Frantisek « François » Vojtasek, l'espion qui aimait la France - 1ère partie

Frantisek Vojtasek, photo: Alexis Rosenzweig

Informateur des services français pendant dix ans, Frantisek Vojtasek est un ancien lieutenant-colonel des services spéciaux tchécoslovaques qui a passé douze années en prison avant la Révolution de velours et attend toujours un signe de Paris.

Frantisek Vojtasek,  photo: Alexis Rosenzweig
Nous l'avons rencontré il y a quelques temps a Prague, et il est d'abord revenu sur ce qui l'a poussé à travailler pour les Francais, juste après l'écrasement du Printemps de Prague, alors qu'il était en poste à Paris.

« Ma collaboration avec les services français a commencé quelques temps après l'occupation de la République tchécoslovaque par les troupes du Pacte de Varsovie. J'ai choisi les Français à cause de mes relations avec ce pays et aussi parce que mon cousin a combattu en France et il est mort en avril 1944 pas loin de Dunkerque, donc j'avais des relations étroites avec les anciens combattants à l'Ouest. D'autre part, je n'avais pas de grande sympathie envers les Américains, les Anglais, ou les Allemands. J'étais contre l'occupation et j'étais prêt à apporter mes forces et mon expérience aux services français. La collaboration a ensuite commencé à se dérouler selon les méthodes de travail professionnelles. »

Sur quoi et par quelles méthodes informiez-vous les Français ?

« Je vais vous le dire simplement. Ce qui était très important était que je donnais aux services français un cahier assez épais qui contenait toutes les missions du service de renseignement militaire tchécoslovaque où étaient regroupées toutes les informations concernant les troupes des pays de l'OTAN en Europe. C'était un cahier très important. Y étaient répertoriées toutes les missions des armées de l'air et de terre en France et ailleurs. »

Savez-vous quelle importance a eu votre travail pour les services français ?

« Ils me disaient juste : 'Merci François [la traduction de Frantisek, ndlr], c'est bien'. C'est tout. Et puis quelques temps après je suis rentré en Tchécoslovaquie. »

Après son retour à Prague, en 1972, Frantisek « François » Vojtasek continue de fournir des renseignements aux Français par l'intermédiaire d'un autre agent, que les autorités tchécoslovaques croient être son informateur. En 1976, Vojtasek est une nouvelle fois promu et à nouveau muté à Paris. Mais deux mois après son arrivée, il est rappelé d'urgence à Prague. Pour la dernière fois, il rencontre des officiers français.

« Notre dernière rencontre s'est déroulée à Vienne le 6 septembre 1976. J'ai répété quelques informations concernant les agents tchécoslovaques en poste à l'ambassade tchécoslovaque à Paris.
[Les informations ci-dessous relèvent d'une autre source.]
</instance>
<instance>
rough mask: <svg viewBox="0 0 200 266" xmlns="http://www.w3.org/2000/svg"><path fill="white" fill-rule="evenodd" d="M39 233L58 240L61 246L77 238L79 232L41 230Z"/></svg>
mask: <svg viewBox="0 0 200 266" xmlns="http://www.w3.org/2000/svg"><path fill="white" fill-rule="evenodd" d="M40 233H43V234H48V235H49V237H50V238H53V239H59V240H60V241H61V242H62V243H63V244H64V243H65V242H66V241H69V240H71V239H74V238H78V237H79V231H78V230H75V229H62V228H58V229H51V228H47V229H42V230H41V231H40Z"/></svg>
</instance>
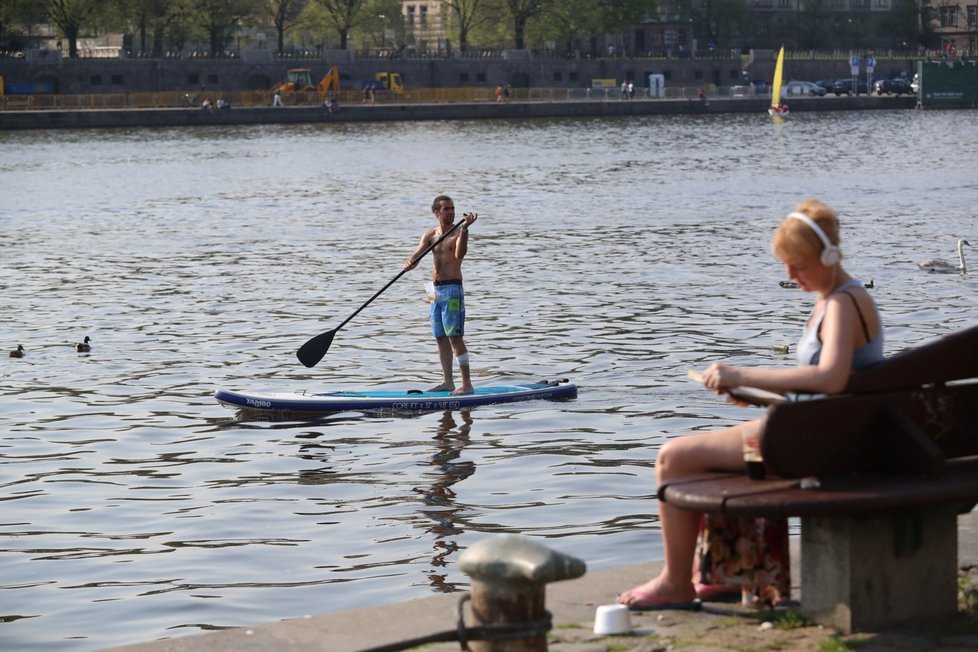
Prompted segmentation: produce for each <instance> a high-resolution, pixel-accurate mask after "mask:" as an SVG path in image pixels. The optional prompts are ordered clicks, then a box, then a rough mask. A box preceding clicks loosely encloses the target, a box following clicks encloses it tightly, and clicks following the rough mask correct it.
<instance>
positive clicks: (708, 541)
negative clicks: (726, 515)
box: [693, 514, 791, 606]
mask: <svg viewBox="0 0 978 652" xmlns="http://www.w3.org/2000/svg"><path fill="white" fill-rule="evenodd" d="M693 563H694V564H695V567H694V568H693V580H694V582H696V583H697V585H698V586H697V589H698V591H699V593H700V594H701V595H704V594H705V595H718V594H725V593H735V592H736V591H737V590H738V589H739V590H740V593H741V600H742V602H743V603H744V604H751V605H756V606H761V605H769V606H773V605H776V604H778V603H780V602H781V601H783V600H787V599H788V598H790V597H791V564H790V560H789V557H788V521H787V519H775V518H737V517H731V516H718V515H714V514H704V515H703V518H702V521H701V525H700V534H699V539H698V541H697V544H696V557H695V558H694V561H693Z"/></svg>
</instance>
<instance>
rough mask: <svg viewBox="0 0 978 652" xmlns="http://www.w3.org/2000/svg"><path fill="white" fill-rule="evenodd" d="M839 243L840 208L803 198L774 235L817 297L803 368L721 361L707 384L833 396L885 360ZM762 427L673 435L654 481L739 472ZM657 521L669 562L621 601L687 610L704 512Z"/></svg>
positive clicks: (792, 272) (629, 592)
mask: <svg viewBox="0 0 978 652" xmlns="http://www.w3.org/2000/svg"><path fill="white" fill-rule="evenodd" d="M838 243H839V224H838V218H837V216H836V213H835V211H834V210H832V209H831V208H829V207H828V206H826V205H825V204H824V203H822V202H821V201H818V200H815V199H809V200H806V201H803V202H801V203H800V204H798V206H797V208H796V209H795V211H794V212H792V213H790V214H789V215H788V216H787V217H786V218H785V219H784V220H783V221H782V222H781V224H780V225H779V226H778V228H777V229H776V230H775V232H774V236H773V237H772V240H771V249H772V251H773V253H774V254H775V255H776V256H777V257H778V258H779V259H780V260H781V261H782V263H783V264H784V265H785V268H786V270H787V273H788V275H789V276H790V277H791V279H792V280H794V281H795V282H797V283H798V286H799V287H800V288H801V289H802V290H804V291H806V292H815V293H817V295H818V297H817V299H816V301H815V306H814V308H813V309H812V313H811V316H810V317H809V319H808V323H807V324H806V327H805V330H804V333H803V335H802V338H801V341H800V342H799V344H798V366H797V367H794V368H789V369H764V368H747V367H733V366H729V365H725V364H719V363H717V364H713V365H710V367H709V368H708V369H707V370H706V371H705V372H704V373H703V384H704V385H706V386H707V387H708V388H710V389H714V390H716V391H717V392H721V393H722V392H723V391H724V389H725V388H728V387H736V386H750V387H758V388H761V389H766V390H769V391H773V392H778V393H785V392H791V391H799V392H812V393H825V394H836V393H838V392H841V391H842V390H843V389H844V388H845V386H846V383H847V382H848V380H849V375H850V373H851V372H852V371H853V370H856V369H863V368H865V367H868V366H870V365H872V364H874V363H876V362H878V361H880V360H882V358H883V325H882V321H881V319H880V315H879V312H878V311H877V309H876V305H875V304H874V303H873V300H872V298H871V297H870V296H869V294H868V293H867V292H866V290H865V289H864V288H863V284H862V283H860V282H859V281H857V280H855V279H853V278H852V277H851V276H849V274H848V273H846V271H845V270H844V269H843V268H842V253H841V251H840V250H839V246H838ZM763 426H764V423H763V419H755V420H753V421H748V422H746V423H742V424H739V425H735V426H731V427H729V428H725V429H723V430H717V431H714V432H709V433H703V434H693V435H687V436H685V437H677V438H675V439H670V440H669V441H667V442H666V443H665V444H664V445H663V446H662V448H661V449H660V450H659V454H658V456H657V458H656V463H655V470H656V482H657V483H658V485H659V486H662V485H663V484H665V483H666V482H668V481H669V480H672V479H673V478H676V477H680V476H688V475H692V474H695V473H700V472H703V471H717V470H729V471H742V470H743V468H744V458H743V447H744V442H745V441H746V440H748V439H753V440H756V439H757V438H758V437H760V436H761V434H762V431H763ZM659 519H660V520H659V522H660V523H661V526H662V537H663V543H664V547H665V564H664V566H663V569H662V571H661V573H660V574H659V575H658V577H655V578H652V579H651V580H649V581H648V582H645V583H644V584H640V585H639V586H636V587H634V588H632V589H629V590H628V591H625V592H624V593H622V594H620V595H619V596H618V602H619V603H621V604H624V605H627V606H628V607H629V608H630V609H634V610H652V609H669V608H689V607H690V606H692V604H693V603H692V601H693V600H694V599H695V598H697V597H700V593H701V590H702V588H703V587H701V586H697V585H695V584H694V582H693V559H694V556H695V547H696V540H697V535H698V530H699V525H700V521H701V515H700V514H697V513H695V512H689V511H684V510H680V509H677V508H675V507H673V506H672V505H670V504H668V503H663V502H660V503H659ZM702 597H706V596H705V595H704V596H702Z"/></svg>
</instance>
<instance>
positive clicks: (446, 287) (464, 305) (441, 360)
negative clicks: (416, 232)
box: [404, 195, 479, 395]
Moi, je suis rentré à la division des renseignements, au Bureau stratégique, où je me suis occupé de la France, de la Suisse, et des pays du Bénélux. Je voyageais, parfois suivi par les services de contre-espionnage. J'ai travaillé jusqu'au jour de mon arrestation, le 3 février 1978. »

Et Frantisek Vojtasek sait qui l'a « balancé » - un Français au service du KGB :

« C'est le dernier avec qui j'étais en contact qui m'a trahi, Jacques... Je le soupçonnais, et puis je me suis souvenu d'un de nos diners dans un restaurant. Il tenait sa cigarette 'à la russe', comme s'il portait des gants épais. »

Frantisek Vojtasek,  photo: Alexis Rosenzweig
Vous saviez donc quelle était la taupe soviétique chez les Français ?

« Oui, dès avril 1978, après avoir longuement réfléchi. Et pour la StB, cela a eu l'effet d'une bombe. Quand je l'ai dit à ceux qui m'interrogeaient, la réaction a été extraordinaire. Le lieutenant-colonel chargé de l'équipe m'a dit : 'Vous me compliquez la vie, parce que je n'étais pas destiné à savoir tout ce qui s'est passé.' Parce que les Russes organisaient toute la procédure contre moi, en divulgant le moins d'informations possibles aux services tchécoslovaques. »

« Et puis on a 'préparé' le procès. On m'a dit que ce serait bien si j'étais d'accord pour ne parler ni des intérêts soviétiques, ni d'un agent dans la centrale française. 'C'est mieux pour votre famille si vous jouez le rôle d'un criminel motivé par l'argent et compromis par les femmes', m'at-on fait comprendre. Alors je le dis vraiment : j'ai été l'un des acteurs de mon propre procès. Toutes les informations essentielles sont restées secrètes, même pour les juges. Moi, je pensais à ma femme et à ma fille, c'était ma seule préoccupation. »

Finalement, l'agent Vojtasek est jugé et condamné à 25 ans de prison après un procès évidemment truqué... Ce sera l'objet d'une de nos prochaines émissions.